"In 2021, the South African government committed to shutting down the country’s captive-lion breeding industry, which provided animals for canned hunts. Among the sticking points slowing progress is what should happen to the thousands of lions that remain on private ranches."
"On June 23 security guards at Johannesburg’s international airport stopped a 34-year-old man en route to Vietnam. Suspicious of his luggage, they opened his suitcases and found them filled with bones — some wrapped in yellow tape, others unwrapped and covered in dried blood and traces of flesh. With the help of specialists, officials identified the bones as those of at least five lions. The traveler was arrested and charged with illegally dealing in wildlife, possession of lion bones, and contravening other South African conservation laws.
The bones almost certainly came from lions that were bred in cages or in small enclosures on a private ranch, evidence that South Africa’s large and controversial captive-lion breeding industry is still operating despite a more-than-two-year-old government commitment to shut it down. The top-level decision, taken by the national Cabinet of Ministers, was a much-publicized triumph for animal welfare, ethical tourism, and conservation groups, and it came only after years of public pressure and numerous investigations into lion breeders’ animal welfare abuses and fraud.
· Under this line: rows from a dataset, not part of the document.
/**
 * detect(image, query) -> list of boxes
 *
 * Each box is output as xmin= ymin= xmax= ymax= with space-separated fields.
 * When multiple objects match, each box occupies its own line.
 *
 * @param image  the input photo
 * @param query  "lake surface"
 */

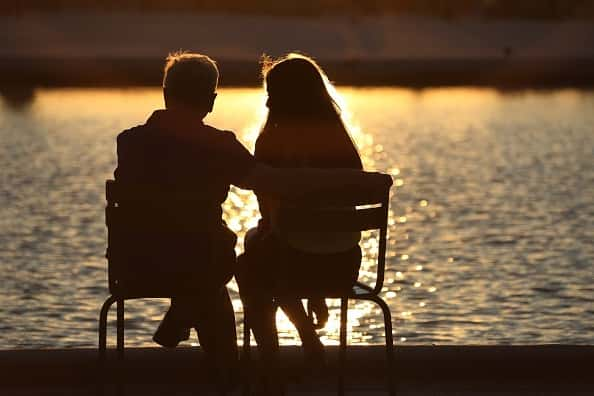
xmin=0 ymin=87 xmax=594 ymax=349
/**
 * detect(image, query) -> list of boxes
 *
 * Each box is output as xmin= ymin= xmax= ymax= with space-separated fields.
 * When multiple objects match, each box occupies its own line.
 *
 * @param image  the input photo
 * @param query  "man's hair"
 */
xmin=163 ymin=52 xmax=219 ymax=103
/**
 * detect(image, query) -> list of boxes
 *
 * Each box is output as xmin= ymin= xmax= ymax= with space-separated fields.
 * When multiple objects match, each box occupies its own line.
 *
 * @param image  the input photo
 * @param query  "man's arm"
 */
xmin=239 ymin=164 xmax=392 ymax=198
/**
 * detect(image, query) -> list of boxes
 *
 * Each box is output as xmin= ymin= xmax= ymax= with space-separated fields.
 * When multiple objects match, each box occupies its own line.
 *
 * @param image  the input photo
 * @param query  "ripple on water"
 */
xmin=0 ymin=88 xmax=594 ymax=348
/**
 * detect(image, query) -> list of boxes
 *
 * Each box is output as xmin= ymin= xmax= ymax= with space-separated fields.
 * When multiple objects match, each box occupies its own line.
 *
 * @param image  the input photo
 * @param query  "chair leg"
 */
xmin=338 ymin=297 xmax=349 ymax=396
xmin=373 ymin=296 xmax=396 ymax=396
xmin=116 ymin=298 xmax=124 ymax=395
xmin=97 ymin=296 xmax=116 ymax=395
xmin=241 ymin=306 xmax=251 ymax=396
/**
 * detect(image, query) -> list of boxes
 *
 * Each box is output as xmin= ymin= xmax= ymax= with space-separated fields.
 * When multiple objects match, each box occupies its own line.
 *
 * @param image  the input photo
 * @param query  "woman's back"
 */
xmin=255 ymin=116 xmax=362 ymax=254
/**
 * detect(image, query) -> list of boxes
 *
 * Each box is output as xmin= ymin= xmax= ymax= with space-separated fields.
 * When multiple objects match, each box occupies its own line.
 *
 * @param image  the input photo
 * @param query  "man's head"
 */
xmin=163 ymin=52 xmax=219 ymax=117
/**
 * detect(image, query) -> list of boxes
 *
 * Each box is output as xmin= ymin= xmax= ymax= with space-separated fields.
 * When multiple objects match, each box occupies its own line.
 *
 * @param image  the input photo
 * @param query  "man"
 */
xmin=115 ymin=53 xmax=386 ymax=392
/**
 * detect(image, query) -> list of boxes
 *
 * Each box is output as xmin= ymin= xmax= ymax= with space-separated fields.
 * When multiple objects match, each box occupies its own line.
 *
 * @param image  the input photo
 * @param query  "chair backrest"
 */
xmin=105 ymin=180 xmax=220 ymax=297
xmin=275 ymin=175 xmax=392 ymax=293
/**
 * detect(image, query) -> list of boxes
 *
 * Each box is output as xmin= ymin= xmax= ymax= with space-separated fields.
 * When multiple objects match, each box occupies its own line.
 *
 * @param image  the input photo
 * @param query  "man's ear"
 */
xmin=207 ymin=92 xmax=217 ymax=113
xmin=163 ymin=87 xmax=171 ymax=108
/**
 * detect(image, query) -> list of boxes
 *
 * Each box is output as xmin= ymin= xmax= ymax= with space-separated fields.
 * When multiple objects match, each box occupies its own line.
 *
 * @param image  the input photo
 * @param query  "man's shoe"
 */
xmin=153 ymin=318 xmax=190 ymax=348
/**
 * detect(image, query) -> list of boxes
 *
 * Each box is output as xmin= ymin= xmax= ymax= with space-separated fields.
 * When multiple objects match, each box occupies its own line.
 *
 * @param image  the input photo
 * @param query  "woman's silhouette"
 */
xmin=238 ymin=54 xmax=362 ymax=392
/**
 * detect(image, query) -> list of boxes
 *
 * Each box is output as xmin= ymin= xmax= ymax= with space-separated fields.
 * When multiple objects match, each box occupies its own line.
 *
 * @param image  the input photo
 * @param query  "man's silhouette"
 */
xmin=115 ymin=53 xmax=385 ymax=392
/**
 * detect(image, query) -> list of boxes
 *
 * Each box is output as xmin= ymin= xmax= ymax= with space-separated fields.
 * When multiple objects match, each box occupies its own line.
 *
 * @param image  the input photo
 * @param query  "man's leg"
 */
xmin=194 ymin=287 xmax=239 ymax=391
xmin=153 ymin=297 xmax=193 ymax=348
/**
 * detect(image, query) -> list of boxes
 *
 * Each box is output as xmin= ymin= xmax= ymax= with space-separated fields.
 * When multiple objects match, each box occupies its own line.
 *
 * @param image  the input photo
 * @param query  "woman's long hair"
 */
xmin=256 ymin=54 xmax=362 ymax=169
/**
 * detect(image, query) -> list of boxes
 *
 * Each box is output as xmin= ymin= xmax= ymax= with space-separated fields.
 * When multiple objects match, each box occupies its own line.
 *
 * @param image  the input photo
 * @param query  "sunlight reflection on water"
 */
xmin=0 ymin=88 xmax=594 ymax=348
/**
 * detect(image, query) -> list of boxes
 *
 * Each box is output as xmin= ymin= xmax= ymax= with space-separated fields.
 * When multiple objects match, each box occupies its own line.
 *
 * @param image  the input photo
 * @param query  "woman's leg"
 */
xmin=235 ymin=230 xmax=282 ymax=394
xmin=307 ymin=298 xmax=330 ymax=329
xmin=279 ymin=298 xmax=324 ymax=359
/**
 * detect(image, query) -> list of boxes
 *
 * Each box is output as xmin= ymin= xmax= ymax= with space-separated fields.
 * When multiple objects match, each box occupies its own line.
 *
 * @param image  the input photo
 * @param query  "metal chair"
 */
xmin=243 ymin=176 xmax=395 ymax=396
xmin=99 ymin=180 xmax=220 ymax=393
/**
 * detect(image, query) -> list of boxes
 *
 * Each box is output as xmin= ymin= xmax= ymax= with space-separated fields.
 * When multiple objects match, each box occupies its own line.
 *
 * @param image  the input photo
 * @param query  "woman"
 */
xmin=238 ymin=54 xmax=362 ymax=386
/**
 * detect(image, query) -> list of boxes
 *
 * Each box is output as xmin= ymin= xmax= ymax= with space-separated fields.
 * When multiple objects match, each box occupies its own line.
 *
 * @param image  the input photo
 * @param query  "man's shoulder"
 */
xmin=116 ymin=124 xmax=146 ymax=143
xmin=204 ymin=124 xmax=236 ymax=140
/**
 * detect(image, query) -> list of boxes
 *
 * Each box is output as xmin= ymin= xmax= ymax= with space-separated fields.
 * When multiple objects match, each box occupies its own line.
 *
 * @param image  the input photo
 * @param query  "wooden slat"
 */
xmin=276 ymin=207 xmax=386 ymax=232
xmin=284 ymin=183 xmax=391 ymax=207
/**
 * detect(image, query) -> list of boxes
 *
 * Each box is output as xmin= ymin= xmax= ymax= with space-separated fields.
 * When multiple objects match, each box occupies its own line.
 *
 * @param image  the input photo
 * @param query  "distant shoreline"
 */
xmin=0 ymin=10 xmax=594 ymax=89
xmin=0 ymin=58 xmax=594 ymax=91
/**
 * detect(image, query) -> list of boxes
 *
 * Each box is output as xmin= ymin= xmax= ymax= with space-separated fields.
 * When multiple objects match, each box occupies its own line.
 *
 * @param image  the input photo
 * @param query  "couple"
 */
xmin=115 ymin=53 xmax=386 ymax=392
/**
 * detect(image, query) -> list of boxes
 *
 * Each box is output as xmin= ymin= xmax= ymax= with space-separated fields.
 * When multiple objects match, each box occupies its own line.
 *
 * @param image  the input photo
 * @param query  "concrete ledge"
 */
xmin=0 ymin=345 xmax=594 ymax=390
But ending captive lion breeding is proving far more easily said than done. South Africa faces a “conundrum,” said Kamalasen Chetty — the leader of a task team mandated by the Ministry of Forestry, Fisheries, and the Environment to shut the industry down — because there’s no clear means of dealing with the 6,000 to 8,000 captive lions that live on private ranches today. Meanwhile, lion owners continue to breed more cubs, saying they’ll fight to keep their businesses alive."